Amid all of the preliminaries, semi-finals, lectures and marathons last week at the Van Cliburn Competition for Outstanding Amateurs, there was an open-panel symposium Saturday with members of the press jury, headed up by Doug McLennan, the founder and editor of Artsjournal.com (left, next to Jeremy Eichler of the Boston Globe).
Great, a panel of classical music critics. What did they complain about more: the sorry state of classical music or the sorry state of professional arts journalism?
They didn’t complain (much) about either, it turned out, and one of the panelists, David Patrick Stearns (below, right), is even from Philadelphia — where the once-great symphony orchestra is currently in the business of trying to self-destruct. You’d think the topic might have come up. (Full confession: Doug and I have been colleagues for years. And last week, I lied to my next-door neighbor about my cat.)
In fact, precisely because the discussion pretty much avoided those two well-battered topics, it was one of the more engaging and informative media sessions in recent years. In North Texas, at any rate. From measuring today’s classical performers against yesterday’s recorded greats to the advantages/disadvantages of the digital simulcasts of the Met’s operas and the changes that online media have brought to classical music coverage, the panelists had intelligent points to make, even entertaining ones — which, considering they’d already spent a week listening to competitive performances and arguing about them, was no mean feat.
The single issue that linked much of what they talked about is product vs. performance — an issue, I realized, that bedevils music more than any other art form. The first question, for example, was which is preferable: A crystalline-perfect studio version of a work (more than likely achieved through multiple takes and post-production engineering) or a live performance that, although technically flawed, still has more color, more personality?
It’s a question that rarely arises in other art forms at such a fundamental level. Just about any art has elements of product and performance. A novel can have “performative” aspects to it, as we critics like to say, and many poets, since the days of declaiming bards to the age of slams, have made a name for themselves as public performers. But ultimately in literature, what’s judged, what lasts, is what’s in print.
The visual arts are also mainly static and preserved as items. To be sure, there are various kinds of “kinetic” sculptures and video installations, but the vast majority of visual art works do not exist so much “in time.” They are unchanging, material objects.
In contrast, theater is more ephemeral. Although there are stage dramas and Broadway musicals that exist in film and video copies, they’re a comparatively small number. A theater critic mostly deals with live performance.
Classical music deals in both. Any classical music novice has a huge CD canon to contend with just to gain a basic knowledge of his field. And so much of a classical music critic’s workload (and judgment) is tied up with both recordings and live concerts. The only other art form, I’d contend, with a similar relationship with its own past and current life is classical ballet. Ironically, that’s because ballet has such a comparatively small canon; nearly everyone interested in ballet can judge the newest manifestation based on knowledge of several Swan Lakes, Nutcrackers and Sleeping Beauties.
With this division in mind — is it live or is it Memorex? — it was interesting to see where (or how) the different critics arranged themselves. At one point, Doug asked about the experience the jury had this week — listening to performances by racing-car drivers and court judges. Does that knowledge of an artist’s background inform one’s listening? Doug cited two chamber orchestras he often hears, one professional and an amateur one made of up cancer caregivers. According to him, the amateurs did not approach the consistency of the professionals. Yet the professionals were, more or less, doing a job, while the medical folk were following a passion.

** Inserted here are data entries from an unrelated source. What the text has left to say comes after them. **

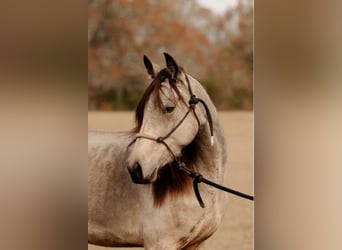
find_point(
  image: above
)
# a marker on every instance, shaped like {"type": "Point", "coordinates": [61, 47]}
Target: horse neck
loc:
{"type": "Point", "coordinates": [206, 158]}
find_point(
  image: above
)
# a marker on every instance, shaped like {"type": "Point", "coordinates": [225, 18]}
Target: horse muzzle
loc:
{"type": "Point", "coordinates": [137, 176]}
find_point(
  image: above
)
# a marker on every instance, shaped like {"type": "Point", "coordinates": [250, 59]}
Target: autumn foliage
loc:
{"type": "Point", "coordinates": [217, 50]}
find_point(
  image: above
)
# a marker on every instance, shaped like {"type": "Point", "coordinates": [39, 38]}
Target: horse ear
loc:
{"type": "Point", "coordinates": [149, 67]}
{"type": "Point", "coordinates": [171, 65]}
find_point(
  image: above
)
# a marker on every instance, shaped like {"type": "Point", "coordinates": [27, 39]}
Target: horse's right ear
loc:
{"type": "Point", "coordinates": [171, 65]}
{"type": "Point", "coordinates": [149, 67]}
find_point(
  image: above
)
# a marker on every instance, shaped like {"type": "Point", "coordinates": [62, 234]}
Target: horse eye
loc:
{"type": "Point", "coordinates": [169, 109]}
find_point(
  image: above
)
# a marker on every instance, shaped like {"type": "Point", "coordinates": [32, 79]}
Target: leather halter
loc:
{"type": "Point", "coordinates": [180, 164]}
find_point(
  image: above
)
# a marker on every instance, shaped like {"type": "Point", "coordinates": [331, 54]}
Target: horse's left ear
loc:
{"type": "Point", "coordinates": [171, 65]}
{"type": "Point", "coordinates": [149, 67]}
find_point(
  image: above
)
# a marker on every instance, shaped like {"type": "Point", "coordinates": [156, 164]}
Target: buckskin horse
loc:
{"type": "Point", "coordinates": [138, 193]}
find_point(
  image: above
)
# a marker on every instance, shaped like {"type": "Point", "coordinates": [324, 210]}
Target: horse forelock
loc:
{"type": "Point", "coordinates": [153, 90]}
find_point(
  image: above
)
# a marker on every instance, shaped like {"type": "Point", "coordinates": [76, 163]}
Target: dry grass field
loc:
{"type": "Point", "coordinates": [236, 231]}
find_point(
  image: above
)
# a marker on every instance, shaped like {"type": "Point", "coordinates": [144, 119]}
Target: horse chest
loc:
{"type": "Point", "coordinates": [180, 222]}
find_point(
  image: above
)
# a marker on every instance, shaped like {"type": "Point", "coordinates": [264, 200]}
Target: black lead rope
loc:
{"type": "Point", "coordinates": [198, 178]}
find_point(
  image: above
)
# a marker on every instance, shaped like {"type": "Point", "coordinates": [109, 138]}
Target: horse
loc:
{"type": "Point", "coordinates": [137, 193]}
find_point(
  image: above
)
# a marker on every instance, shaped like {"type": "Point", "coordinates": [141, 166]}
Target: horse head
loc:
{"type": "Point", "coordinates": [166, 121]}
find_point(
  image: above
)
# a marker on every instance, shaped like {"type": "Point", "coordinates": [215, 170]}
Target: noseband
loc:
{"type": "Point", "coordinates": [180, 164]}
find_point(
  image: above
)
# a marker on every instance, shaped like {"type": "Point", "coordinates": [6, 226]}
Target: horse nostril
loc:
{"type": "Point", "coordinates": [136, 173]}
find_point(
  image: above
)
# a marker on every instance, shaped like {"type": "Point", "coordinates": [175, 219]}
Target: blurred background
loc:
{"type": "Point", "coordinates": [213, 41]}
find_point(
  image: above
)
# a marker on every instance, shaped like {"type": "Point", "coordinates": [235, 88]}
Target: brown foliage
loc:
{"type": "Point", "coordinates": [210, 48]}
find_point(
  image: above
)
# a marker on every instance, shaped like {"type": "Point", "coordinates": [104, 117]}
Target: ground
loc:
{"type": "Point", "coordinates": [236, 230]}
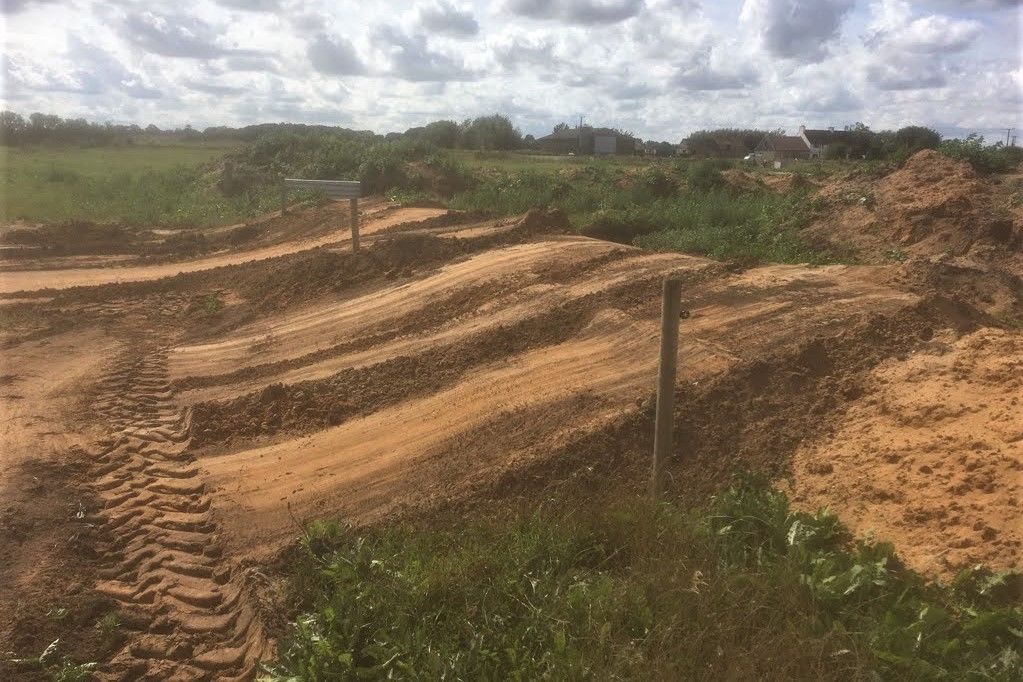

Does a critic let such information influence his review?
Put another way, does life experience directly affect performance?
Mark Swed of the Los Angeles Times (above, left, next to Stearns) repeatedly opted for the human element — he reveled in what individuals bring to music, to this music, performed on this particular date. So much so, Swed practically said that everything and anything was relevant in considering a performance. Needless to say, he objected to the Met’s simulcasts as sterile and lifeless. Stearns, on the other hand, would be the judge to have in a blindfold contest. What only matters, he declared with conviction, is what happens when the rubber meets the road.
Philip Kennicott, the Washington Post‘s culture critic, took a more balanced approach. Anything could be relevant — a performer’s background, the occasion of a concert — but it was the critic’s job to determine ultimately what mattered. And to make his case for it.